Frequently Asked Questions

They serve different purposes. ISO 27001 covers information security — protecting data and systems. ISO 42001 is specifically for AI management — covering governance, risk management, and performance of AI systems. If you're deploying AI, you need both. ISO 27001 protects your AI systems; ISO 42001 ensures your AI systems are governed responsibly. The good news is they're complementary and can be implemented as an integrated system.

A typical comprehensive compliance audit takes 8-12 weeks, depending on your system complexity and existing documentation. The timeline includes scoping, on-site assessment, testing, remediation planning, and reporting. We always build in time for your teams to gather evidence and address gaps. We're transparent about timelines upfront so you know what to expect.
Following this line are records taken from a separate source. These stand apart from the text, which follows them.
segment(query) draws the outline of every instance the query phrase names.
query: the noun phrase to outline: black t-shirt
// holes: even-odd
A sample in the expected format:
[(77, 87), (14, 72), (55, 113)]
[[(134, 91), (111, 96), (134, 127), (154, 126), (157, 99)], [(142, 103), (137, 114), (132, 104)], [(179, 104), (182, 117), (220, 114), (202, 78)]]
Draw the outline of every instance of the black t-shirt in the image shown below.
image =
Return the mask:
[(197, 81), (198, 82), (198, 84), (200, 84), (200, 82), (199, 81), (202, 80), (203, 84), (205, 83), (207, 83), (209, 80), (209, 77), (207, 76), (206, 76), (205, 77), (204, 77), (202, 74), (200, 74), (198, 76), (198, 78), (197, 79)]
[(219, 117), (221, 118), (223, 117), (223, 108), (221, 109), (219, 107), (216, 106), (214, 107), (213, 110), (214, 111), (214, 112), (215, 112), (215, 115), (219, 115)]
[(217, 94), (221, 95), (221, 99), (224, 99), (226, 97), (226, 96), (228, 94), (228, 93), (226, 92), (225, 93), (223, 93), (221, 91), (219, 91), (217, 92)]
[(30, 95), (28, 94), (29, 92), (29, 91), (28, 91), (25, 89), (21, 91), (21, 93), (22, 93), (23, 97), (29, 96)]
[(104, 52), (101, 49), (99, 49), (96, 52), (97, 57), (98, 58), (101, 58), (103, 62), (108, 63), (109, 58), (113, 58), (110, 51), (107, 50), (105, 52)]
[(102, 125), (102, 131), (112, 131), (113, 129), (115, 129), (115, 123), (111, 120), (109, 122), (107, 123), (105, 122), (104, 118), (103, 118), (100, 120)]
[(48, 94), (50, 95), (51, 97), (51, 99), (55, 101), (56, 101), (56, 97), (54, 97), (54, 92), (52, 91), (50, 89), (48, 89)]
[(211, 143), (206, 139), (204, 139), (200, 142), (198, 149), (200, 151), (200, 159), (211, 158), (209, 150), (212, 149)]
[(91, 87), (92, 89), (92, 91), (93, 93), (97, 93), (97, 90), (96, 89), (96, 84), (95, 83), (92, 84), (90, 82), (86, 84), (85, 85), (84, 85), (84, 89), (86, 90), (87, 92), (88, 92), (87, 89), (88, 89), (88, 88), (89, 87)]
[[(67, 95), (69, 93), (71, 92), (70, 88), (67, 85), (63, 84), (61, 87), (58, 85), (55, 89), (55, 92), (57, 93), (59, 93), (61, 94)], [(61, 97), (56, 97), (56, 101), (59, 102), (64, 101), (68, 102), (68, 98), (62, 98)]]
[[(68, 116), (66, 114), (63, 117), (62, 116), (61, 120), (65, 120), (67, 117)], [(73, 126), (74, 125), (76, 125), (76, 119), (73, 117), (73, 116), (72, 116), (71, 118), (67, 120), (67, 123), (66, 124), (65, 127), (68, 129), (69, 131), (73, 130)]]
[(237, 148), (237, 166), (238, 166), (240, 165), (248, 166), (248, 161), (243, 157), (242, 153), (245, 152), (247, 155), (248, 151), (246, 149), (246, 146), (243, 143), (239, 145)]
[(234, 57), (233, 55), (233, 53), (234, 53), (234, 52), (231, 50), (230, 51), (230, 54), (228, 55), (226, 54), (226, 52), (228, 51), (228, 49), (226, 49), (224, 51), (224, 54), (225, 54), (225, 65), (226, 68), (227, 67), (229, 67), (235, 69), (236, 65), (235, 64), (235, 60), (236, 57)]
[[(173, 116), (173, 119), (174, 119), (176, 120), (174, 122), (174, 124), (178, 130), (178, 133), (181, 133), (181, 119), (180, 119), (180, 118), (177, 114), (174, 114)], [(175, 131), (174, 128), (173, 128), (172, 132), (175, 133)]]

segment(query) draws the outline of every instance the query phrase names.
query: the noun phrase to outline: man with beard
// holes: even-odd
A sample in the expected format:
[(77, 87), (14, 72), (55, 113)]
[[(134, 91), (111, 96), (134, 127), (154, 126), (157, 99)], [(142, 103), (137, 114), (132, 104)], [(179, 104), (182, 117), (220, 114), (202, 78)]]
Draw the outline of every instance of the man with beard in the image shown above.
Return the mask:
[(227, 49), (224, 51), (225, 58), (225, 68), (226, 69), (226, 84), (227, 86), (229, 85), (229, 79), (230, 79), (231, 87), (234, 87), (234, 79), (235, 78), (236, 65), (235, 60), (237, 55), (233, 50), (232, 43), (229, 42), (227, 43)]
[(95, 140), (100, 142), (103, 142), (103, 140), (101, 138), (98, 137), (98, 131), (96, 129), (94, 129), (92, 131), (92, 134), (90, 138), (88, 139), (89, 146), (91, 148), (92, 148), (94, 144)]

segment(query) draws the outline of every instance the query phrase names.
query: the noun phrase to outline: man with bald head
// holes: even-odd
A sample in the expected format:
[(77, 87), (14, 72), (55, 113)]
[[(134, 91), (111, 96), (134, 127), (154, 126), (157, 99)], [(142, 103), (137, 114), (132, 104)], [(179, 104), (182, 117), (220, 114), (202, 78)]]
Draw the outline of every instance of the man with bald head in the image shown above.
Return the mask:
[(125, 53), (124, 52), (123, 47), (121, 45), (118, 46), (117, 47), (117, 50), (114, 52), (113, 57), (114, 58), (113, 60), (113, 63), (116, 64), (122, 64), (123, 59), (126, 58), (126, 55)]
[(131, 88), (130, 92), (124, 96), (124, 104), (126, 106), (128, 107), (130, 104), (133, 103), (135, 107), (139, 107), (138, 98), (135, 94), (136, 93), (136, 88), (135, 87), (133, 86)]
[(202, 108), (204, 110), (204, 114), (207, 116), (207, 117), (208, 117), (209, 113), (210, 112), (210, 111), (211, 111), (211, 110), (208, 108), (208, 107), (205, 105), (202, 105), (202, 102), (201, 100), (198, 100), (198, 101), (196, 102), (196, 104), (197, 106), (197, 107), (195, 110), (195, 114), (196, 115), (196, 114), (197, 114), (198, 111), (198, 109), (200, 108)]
Some organizations have internal teams ready to implement governance. Many don't have the specialized expertise or bandwidth. External advisors like Terranova OCG bring frameworks, experience from multiple sectors, and independence that audit processes and regulators value. We typically work as partners with your teams, building internal capability while getting the job done right. Many clients use us for initial implementation, then maintain governance internally.

Costs vary based on complexity, scope, and timeline. Compliance audits typically range from £50k-150k depending on system scale. Policy development and regulatory alignment can be £30k-100k depending on breadth. Risk assessment engagements typically £20k-60k. Board advisory is usually structured as ongoing retainers. We always provide transparent pricing and scoping upfront, and we're flexible on engagement models. Get in touch for a specific quote.

If you're in the EU or serving EU customers, the EU AI Act applies. It takes effect in phases through 2025-2026. High-risk AI systems must meet strict governance requirements including documentation, testing, monitoring, and human oversight. The Act defines risk categories based on application type (hiring, law enforcement, etc.). We help organizations determine which of their systems are high-risk and what compliance means in practice.

CMMC is a cybersecurity maturity model required for US defense contractors. It combines security controls with compliance requirements. Levels range from 1 (basic) to 3 (advanced). If you're a defense contractor or work with defense systems, you need CMMC. Even if you're not currently doing defence work, CMMC certification is becoming a competitive advantage and requirement for government contracts. We specialize in helping contractors integrate AI governance with CMMC requirements.

NIST's AI RMF is a comprehensive framework for identifying and managing AI risks. It's not mandatory but is rapidly becoming the standard for responsible AI governance. It covers risks across the AI lifecycle from development through deployment. If you're deploying significant AI systems, NIST RMF alignment is expected by regulators, enterprise clients, and increasingly by boards. We help organizations implement NIST principles in practical ways.

Bias and fairness are critical governance concerns, especially for high-impact decisions (hiring, lending, clinical care). Governance requires documenting data sources, testing for bias across demographic groups, establishing fairness metrics, and creating processes for humans to override AI decisions. We help organizations design fairness frameworks, implement testing, and create governance processes that catch bias before deployment.

SOC 2 is an audit framework for service providers demonstrating controls over security, availability, processing integrity, confidentiality, and privacy. Enterprise clients increasingly require SOC 2 Type II attestation from vendors. If you're a service provider or SaaS company serving enterprises, SOC 2 is expected. SOC 2 builds trust with customers and creates accountability for your controls. We help organizations achieve SOC 2 compliance and annual attestation.

Yes. We help organizations prepare for regulatory inquiries, structure responses to compliance questions, and develop governance narratives that demonstrate compliance confidence. We've worked with organizations facing regulatory oversight from various authorities. We help you prepare while ensuring all documentation is honest and complete. We don't attend regulatory meetings on your behalf, but we prepare you thoroughly.

Simple: email contact@terranova-ocg.csoai.group to schedule an initial consultation. We'll discuss your governance challenges, understand your regulatory landscape, and recommend an approach. Initial consultations are free and confidential. We'll help you understand what governance means for your situation and what engagement might look like. There's no obligation — we're here to help you think through your options.

Governance isn't a one-time project — it's ongoing. Regulations change, your AI systems evolve, new risks emerge. Many clients contract with us for ongoing advisory, annual compliance reviews, or retainer-based relationships. We help with regulatory updates, framework revisions, and new AI system governance. Some clients use us for implementation then maintain internally with annual refresh engagements. We're flexible to match your needs.